Generic Sentiment Analysis Tool

1. Introduction

The generic opinion mining application is designed to perform generic opinion mining on texts that have been pre-processed with entities, terms or events (or all 3). It cannot be run stand-alone. You can use it with e.g. ANNIE, TwitIE, TermRaider, or your own application, which must be run first to generate the necessary annotations.

Note: the application copies all annotations from the Default annotation set into a new annotation set "Sentiment". This means that any previous annotations created must be in the Default annotation set. To change this, just edit the parameters of the Annotation Transfer PR at the beginning of the app.

2. What the App Does

It annotates sentiment over a single sentence and also over a document or other collection of sentences (see the section on Sentiment Averaging). It also annotates opinion authors and targets where present, and annotates emotions as well as positive/negative sentiment.

3. Sentiment Targets

Sentiments are typically created based on entities, terms or events as the targets. The way a sentiment-target combination is found can be changed in the sentiment_target JAPE rule (in the opinion mining grammar PR). Possible opinion targets are annotated as CandidateTarget. By default, an Annotation Set Transfer PR called "configure target type" lets you convert existing annotations from a previous app (e.g. Terms, or Person/Location/Organization annotations from ANNIE or TwitIE) into CandidateTarget annotations. Any annotation type(s) can therefore be used as possible targets (though this set is then refined later).

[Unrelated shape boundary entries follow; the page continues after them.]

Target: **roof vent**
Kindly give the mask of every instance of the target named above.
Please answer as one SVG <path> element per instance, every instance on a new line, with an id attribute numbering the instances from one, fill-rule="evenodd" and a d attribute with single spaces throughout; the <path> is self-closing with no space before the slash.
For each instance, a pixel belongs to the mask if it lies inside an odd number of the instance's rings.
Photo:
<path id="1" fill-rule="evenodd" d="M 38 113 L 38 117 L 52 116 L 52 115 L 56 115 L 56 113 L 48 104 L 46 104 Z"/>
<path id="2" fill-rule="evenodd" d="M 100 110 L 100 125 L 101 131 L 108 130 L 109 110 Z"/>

Note that there is also a grammar file called sentiment_target_general.jape, which incorporates some extra high-precision rules to the standard opinion mining rules. However, these use standard NPs as targets, and supercede the main more generic patterns (found in sentiment_target.jape). The rules include constructions like "NP sentiment-verb NP" and "NP verb Sentiment" (e.g. "John likes porcupines" would produce a positive sentiment with "porcupines" as the target. If this is not desired, these rules can be turned off by simply commenting out or removing from the opinion mining grammar the JAPE rule file sentimenttargetgeneral.jape. However, they have been found to be quite successful in experiments.

4. Emotions

Basic emotions are also detected, based on gazetteer lists which have been expanded using a variety of methods (see DecarboNet deliverable D2.3.2 from https://www.decarbonet.eu/deliverables/). These emotions are: anger, disgust, fear, good, joy, sadness, surprise, cute, bad. Good and bad are basically catch-all categories for anything not represented in the other categories. Note that if an opinion is negated (e.g. "not" appears with an emotion word), the emotion category is changed from the original. See the grammar file resources/grammar/sentiment/emotions_negative,jape for an explanation (and to change any of this behaviour).

5. Opinion Holders

Opinion holders (annotated as "Holder", and also as a feature opinion_holder on the SentenceSentiment annotations) are identified where explicitly stated (e.g. "John says he likes porcupines." If no explicit opinion holder is mentioned, it is assumed to be the author of the text. In the case where the text is a tweet and we have the information about the author from the json file, this information (the userID) is representd in the annotation.

6. Sentiment Averaging

The Sentiment Averaging component averages the sentiment scores from the individual sentences over a collection (usually a document). It takes as input SentenceSentiment annotations (the ones to combine), and creates a new annotation SentenceSet for the document or sentence collection. These annotation types are both runtime parameters on the groovy script SentimentAveraging, and can be configured at will (innerType and outerType respectively).

7. Linguistic Types

Finally, as an added bonus, it annotates some linguistic types such as conditionals, imperatives, questions and so on. Some of these are used in the opinion mining stage; others are thrown in since we often want to annotate these things when doing deeper analysis. The description of the linguistic types can be found in the DecarboNet deliverable D2.2.2 from https://www.decarbonet.eu/deliverables/